St. Paul, MN (January 27, 2020) — According to AMT, the Association for Manufacturing Technology, although U.S. manufacturing technology orders fell 15 percent in November from the previous month to $320 million, current dollar volumes are still healthy compared to the average over the past ten years. AMT expects to see the manufacturing technology market pick up in the second half of 2020.
“This figure is in line with expectations we’ve had since January that 2019 spending would be about 20 percent lower than in 2018,” said Douglas K. Woods, president of AMT. “Given how strong a year 2018 was, current dollar volumes are still healthy compared to the average over the past ten years.”
He continued: “November’s drop in the dollar value of orders by 15 percent while units fell by only 3 percent reflects an aggressive move by sellers to reduce inventory before the end of year.
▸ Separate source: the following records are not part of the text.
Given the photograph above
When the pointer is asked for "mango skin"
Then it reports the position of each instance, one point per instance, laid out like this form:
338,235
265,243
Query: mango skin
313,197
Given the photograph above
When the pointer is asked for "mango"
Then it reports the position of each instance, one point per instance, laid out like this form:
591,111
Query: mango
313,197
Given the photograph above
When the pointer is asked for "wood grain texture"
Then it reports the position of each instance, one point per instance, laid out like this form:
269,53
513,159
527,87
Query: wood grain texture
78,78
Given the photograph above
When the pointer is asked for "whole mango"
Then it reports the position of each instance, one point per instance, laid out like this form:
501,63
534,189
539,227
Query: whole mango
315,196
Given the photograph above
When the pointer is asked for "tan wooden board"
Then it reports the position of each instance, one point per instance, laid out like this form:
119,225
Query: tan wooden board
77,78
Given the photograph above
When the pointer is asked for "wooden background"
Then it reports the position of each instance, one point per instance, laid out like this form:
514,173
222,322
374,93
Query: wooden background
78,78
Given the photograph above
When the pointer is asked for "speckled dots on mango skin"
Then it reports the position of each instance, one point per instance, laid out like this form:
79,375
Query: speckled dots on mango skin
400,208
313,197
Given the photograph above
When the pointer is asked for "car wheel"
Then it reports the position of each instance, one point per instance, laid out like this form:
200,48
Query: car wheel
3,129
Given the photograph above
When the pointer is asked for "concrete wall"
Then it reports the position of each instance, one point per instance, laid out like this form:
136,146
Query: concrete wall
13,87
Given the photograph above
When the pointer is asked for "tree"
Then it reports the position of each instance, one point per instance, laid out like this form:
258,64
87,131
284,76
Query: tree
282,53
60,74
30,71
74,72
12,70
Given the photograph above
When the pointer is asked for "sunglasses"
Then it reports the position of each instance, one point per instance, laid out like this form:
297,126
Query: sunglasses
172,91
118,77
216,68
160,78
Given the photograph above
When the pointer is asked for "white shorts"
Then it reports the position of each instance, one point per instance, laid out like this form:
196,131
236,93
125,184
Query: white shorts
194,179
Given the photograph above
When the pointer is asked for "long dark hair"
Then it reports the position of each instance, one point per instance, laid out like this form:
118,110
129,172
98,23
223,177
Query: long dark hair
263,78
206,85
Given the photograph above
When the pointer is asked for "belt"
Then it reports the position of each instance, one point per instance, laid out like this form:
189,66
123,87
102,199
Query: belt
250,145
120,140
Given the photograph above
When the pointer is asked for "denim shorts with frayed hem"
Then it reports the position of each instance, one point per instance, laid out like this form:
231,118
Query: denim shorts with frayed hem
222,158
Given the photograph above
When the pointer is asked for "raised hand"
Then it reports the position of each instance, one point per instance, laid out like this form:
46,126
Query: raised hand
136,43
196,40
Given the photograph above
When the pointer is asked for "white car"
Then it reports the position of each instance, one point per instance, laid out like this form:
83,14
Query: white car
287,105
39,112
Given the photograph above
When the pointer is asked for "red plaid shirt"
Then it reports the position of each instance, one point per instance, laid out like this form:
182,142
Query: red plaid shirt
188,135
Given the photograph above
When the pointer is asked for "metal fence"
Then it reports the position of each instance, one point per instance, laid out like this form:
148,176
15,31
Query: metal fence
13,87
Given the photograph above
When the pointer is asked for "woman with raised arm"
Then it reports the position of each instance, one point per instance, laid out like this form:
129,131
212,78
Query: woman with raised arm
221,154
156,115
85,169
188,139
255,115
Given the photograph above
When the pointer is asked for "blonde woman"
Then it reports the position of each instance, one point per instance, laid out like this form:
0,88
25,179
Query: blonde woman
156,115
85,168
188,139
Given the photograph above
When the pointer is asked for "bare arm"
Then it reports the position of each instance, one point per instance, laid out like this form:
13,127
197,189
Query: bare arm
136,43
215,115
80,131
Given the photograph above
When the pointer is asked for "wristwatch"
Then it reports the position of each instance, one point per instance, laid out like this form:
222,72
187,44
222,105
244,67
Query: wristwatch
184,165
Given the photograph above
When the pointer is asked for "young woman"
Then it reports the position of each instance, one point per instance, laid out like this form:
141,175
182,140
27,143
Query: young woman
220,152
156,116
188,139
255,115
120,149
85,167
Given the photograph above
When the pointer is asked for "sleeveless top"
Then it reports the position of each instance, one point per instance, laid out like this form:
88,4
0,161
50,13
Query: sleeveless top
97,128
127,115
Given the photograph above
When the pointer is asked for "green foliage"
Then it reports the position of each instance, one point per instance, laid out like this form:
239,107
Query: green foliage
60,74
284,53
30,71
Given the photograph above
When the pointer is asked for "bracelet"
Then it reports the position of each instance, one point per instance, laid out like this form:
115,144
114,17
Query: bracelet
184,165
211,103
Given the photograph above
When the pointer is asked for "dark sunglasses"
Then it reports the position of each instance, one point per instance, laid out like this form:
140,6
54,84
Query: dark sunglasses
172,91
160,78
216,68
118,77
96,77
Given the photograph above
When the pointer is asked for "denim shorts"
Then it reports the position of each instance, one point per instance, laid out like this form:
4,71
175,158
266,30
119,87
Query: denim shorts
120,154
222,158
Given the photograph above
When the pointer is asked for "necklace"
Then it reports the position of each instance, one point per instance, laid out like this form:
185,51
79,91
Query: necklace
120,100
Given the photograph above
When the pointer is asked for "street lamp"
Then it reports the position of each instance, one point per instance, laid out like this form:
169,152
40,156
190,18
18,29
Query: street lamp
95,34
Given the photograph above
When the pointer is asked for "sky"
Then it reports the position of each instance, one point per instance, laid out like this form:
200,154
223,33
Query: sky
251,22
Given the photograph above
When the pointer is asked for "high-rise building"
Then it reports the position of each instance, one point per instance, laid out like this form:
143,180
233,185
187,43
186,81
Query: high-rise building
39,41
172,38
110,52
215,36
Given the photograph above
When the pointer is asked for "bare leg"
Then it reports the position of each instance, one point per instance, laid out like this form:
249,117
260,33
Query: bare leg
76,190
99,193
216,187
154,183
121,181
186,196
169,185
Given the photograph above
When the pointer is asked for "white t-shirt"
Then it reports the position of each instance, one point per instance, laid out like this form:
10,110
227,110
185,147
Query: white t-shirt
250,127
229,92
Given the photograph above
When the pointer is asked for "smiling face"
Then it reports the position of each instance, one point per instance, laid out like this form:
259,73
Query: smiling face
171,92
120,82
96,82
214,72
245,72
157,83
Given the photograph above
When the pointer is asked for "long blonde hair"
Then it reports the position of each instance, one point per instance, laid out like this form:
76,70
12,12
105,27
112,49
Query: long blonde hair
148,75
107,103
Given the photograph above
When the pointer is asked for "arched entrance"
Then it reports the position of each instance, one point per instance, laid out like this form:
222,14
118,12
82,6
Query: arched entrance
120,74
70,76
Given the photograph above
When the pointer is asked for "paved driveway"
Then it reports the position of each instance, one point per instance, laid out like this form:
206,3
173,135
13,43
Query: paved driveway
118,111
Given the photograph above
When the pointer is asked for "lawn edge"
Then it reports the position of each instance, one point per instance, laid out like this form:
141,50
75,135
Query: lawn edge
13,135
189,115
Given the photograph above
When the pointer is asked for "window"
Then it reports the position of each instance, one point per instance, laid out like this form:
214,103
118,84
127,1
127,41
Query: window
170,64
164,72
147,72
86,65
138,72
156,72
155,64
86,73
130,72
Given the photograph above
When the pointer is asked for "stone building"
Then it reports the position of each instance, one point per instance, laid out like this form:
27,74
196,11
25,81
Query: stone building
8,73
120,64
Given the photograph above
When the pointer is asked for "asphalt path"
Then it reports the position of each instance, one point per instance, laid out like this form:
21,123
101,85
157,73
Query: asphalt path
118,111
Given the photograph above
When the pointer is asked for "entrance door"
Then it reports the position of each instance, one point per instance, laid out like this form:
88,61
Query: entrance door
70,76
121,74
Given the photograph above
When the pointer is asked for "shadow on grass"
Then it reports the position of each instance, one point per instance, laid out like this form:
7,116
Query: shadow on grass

The dollar volume would have been lower if not for the growth in orders for complex machines as larger manufacturers returned to the marketplace.
“Another contributing factor to lower November orders was the tax reform enacted in 2017, which established a clear set of rules on tax incentives through 2022. This created a stability that has leveled investments in capital equipment across the year and eliminated the year-end rush to place orders.
“We expect to see the manufacturing technology market pick up in the second half of 2020 for several reasons. The U.S.-China trade deal, which will significantly increase Chinese imports of U.S. agricultural products, will lead to increased investment for agriculture equipment. Anticipated approval of USMCA will increase trade throughout North America and lead to new investment in key capital-intensive industries.”